11:07 a.m. 4/25: Minor edits throughout

The Clayton Crescent has learned of two new stabbing incidents in the Clayton County Jail, which come as U.S. Sen. Jon Ossoff has launched an investigation into how inmate deaths and federal funds were reported and spent at the Clayton County Sheriff’s Office.

Ossoff also is looking into inmate deaths at the Fulton County Jail and the Jackson County Jail in Brownstown, IN.

Multiple sources told The Clayton Crescent Thursday that a stabbing or slashing incident took place in Housing Unit 6. The source indicated that, allegedly, “one inmate’s finger was cut off and another inmate has a finger hanging on by a thread.” A photo sent to The Clayton Crescent shows what appears to be a homemade knife.

Sources also told The Clayton Crescent that Sheriff Levon Allen has fired four deputies since the amputation incident. It’s not clear whether those firings were related to the incident.

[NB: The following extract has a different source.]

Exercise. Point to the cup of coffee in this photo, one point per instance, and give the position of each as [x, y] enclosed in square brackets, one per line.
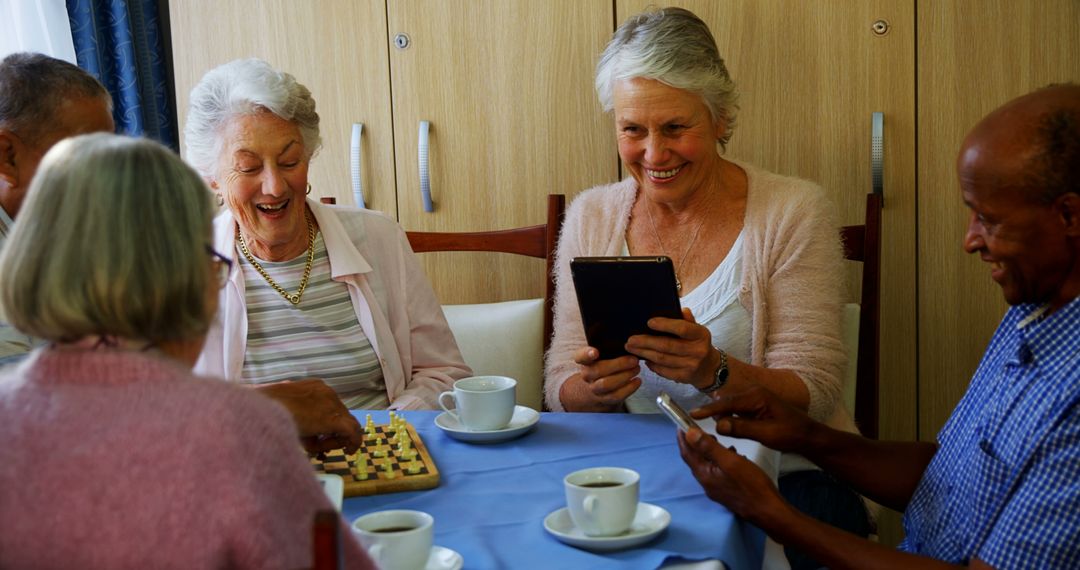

In another incident over the past few days, a pretrial detainee allegedly has been stabbed in the eye. We have not been able to confirm this report as of press time Monday and are working to learn more about the alleged incident. Sheriff Levon Allen did not respond to our request for more information by press time. (To date, although he approached The Clayton Crescent on November 11, 2022 to offer his business card at the “18 Holes for Heroes” golf tournament, Allen has yet to return a single text message, e-mail, or phone call seeking comment on any story.)

Meanwhile, Ossoff has asked the Department of Justice to produce records for the the U.S. Senate Committee on the Judiciary’s Subcommittee on Human Rights no later than May 8, showing how the Clayton County Sheriff’s Office handled federal funds since January 2013, as well as whether the Georgia Criminal Justice Coordinating Council (CJCC) had submitted records of all inmate deaths, including at the Clayton County Jail.

Who was in charge?

That period of time covers former sheriff and convicted felon Victor Hill‘s term in office, as well as the periods when then-Acting Sheriff Roland Boehrer and then-Interim Sheriff Levon Allen were responsible for running the Clayton County Jail. Allen, whom Hill had backed to finish out his term, won the runoff for sheriff last Tuesday by 266 votes.

Hill has been ordered to report to the Forrest City Federal Correctional Institute on May 15 to serve 18 months as punishment for his conviction on six of seven counts of violating pretrial detainees’ civil rights by strapping them into jailhouse restraint chairs. Federal prosecutors showed that at least one detainees’ handcuffs cut deeply into the flesh of their wrists, and that several detainees were forced to urinate on themselves during excessive periods of time in those chairs.

U.S. District Judge Eleanor L. Ross has ordered prosecutors to reply to Hill’s motion for bond pending appeal by Thursday, April 27, with any reply from the defense due by Tuesday, May 2.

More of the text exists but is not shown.